Five things to try or discuss
- Move the caffeine cutoff to noon. For a slow metabolizer, the usual 'no coffee after 2pm' rule may be too late.
- Reduce to 1–2 cups in the morning only. Lower volume means a lower total caffeine and cortisol load.
- Consider a 14-day caffeine-free trial to find his true baseline. Withdrawal can cause headaches, fatigue, and low mood in the first few days, but the comparison can be useful.
- Support cortisol rhythm with morning exercise, consistent wake times, and less screen or news exposure in the 30 minutes before bed.
- Recheck morning cortisol after about 6 weeks without afternoon caffeine. That gives him and his family doctor a concrete data point.
Derek's 14-day caffeine experiment
Sleep quality, energy & anxiety. Derek cut afternoon caffeine on day 1, dropped to one morning coffee on day 5, and went fully caffeine-free on day 10. The first few days were rough, but the sleep improvement from day 9 onward showed his 'caffeine immunity' was the wrong story.
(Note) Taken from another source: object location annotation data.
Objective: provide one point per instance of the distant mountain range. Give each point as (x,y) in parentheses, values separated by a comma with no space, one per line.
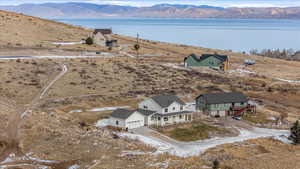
(88,10)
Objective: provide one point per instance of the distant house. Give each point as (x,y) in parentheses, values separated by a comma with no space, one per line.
(223,104)
(112,43)
(158,110)
(103,31)
(102,37)
(207,60)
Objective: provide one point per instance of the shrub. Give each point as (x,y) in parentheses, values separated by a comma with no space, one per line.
(216,164)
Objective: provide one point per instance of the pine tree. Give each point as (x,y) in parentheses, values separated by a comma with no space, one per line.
(295,133)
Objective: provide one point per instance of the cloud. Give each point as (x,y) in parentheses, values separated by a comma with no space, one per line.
(223,3)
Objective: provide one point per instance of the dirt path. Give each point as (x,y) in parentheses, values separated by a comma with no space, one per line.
(165,144)
(44,90)
(11,142)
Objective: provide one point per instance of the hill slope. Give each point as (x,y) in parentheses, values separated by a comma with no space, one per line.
(86,10)
(21,30)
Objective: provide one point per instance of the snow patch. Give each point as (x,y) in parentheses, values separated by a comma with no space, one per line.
(76,166)
(10,158)
(289,81)
(241,71)
(102,123)
(39,160)
(75,111)
(67,43)
(52,57)
(125,153)
(187,149)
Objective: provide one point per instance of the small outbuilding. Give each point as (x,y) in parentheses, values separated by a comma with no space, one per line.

- Day 1: Cut afternoon coffee. No obvious difference yet.
- Day 2: Headache started mid-afternoon. Woke at 3am again.
- Day 3: Worst day so far. Headache, low energy, irritable. Classic withdrawal.
- Day 4: Headache easing off. Still woke in the night but only briefly.
- Day 5: Down to one coffee at 8am. Morning was fine — did not miss the afternoon one as much as expected.
- Day 6: Slept until 4am before waking — an hour longer than usual.
- Day 7: Afternoon crash less severe. Background tension lower than it has been.
- Day 8: Bit of a dip today. Stressful work deadline — woke briefly at 2am.
- Day 9: Slept through until 5:30am. That has not happened in months.
- Day 10: Fully caffeine-free today. Surprisingly not as bad as expected.
- Day 11: Best sleep in a year. Woke feeling like I had actually rested.
- Day 12: The afternoon crash is basically gone. I did not notice it was 3pm.
- Day 13: Slept 7 hours without waking. Anxiety is the lowest it has been all year.
- Day 14: Two weeks in. The 3am waking is gone. I thought this was just getting older. It was caffeine.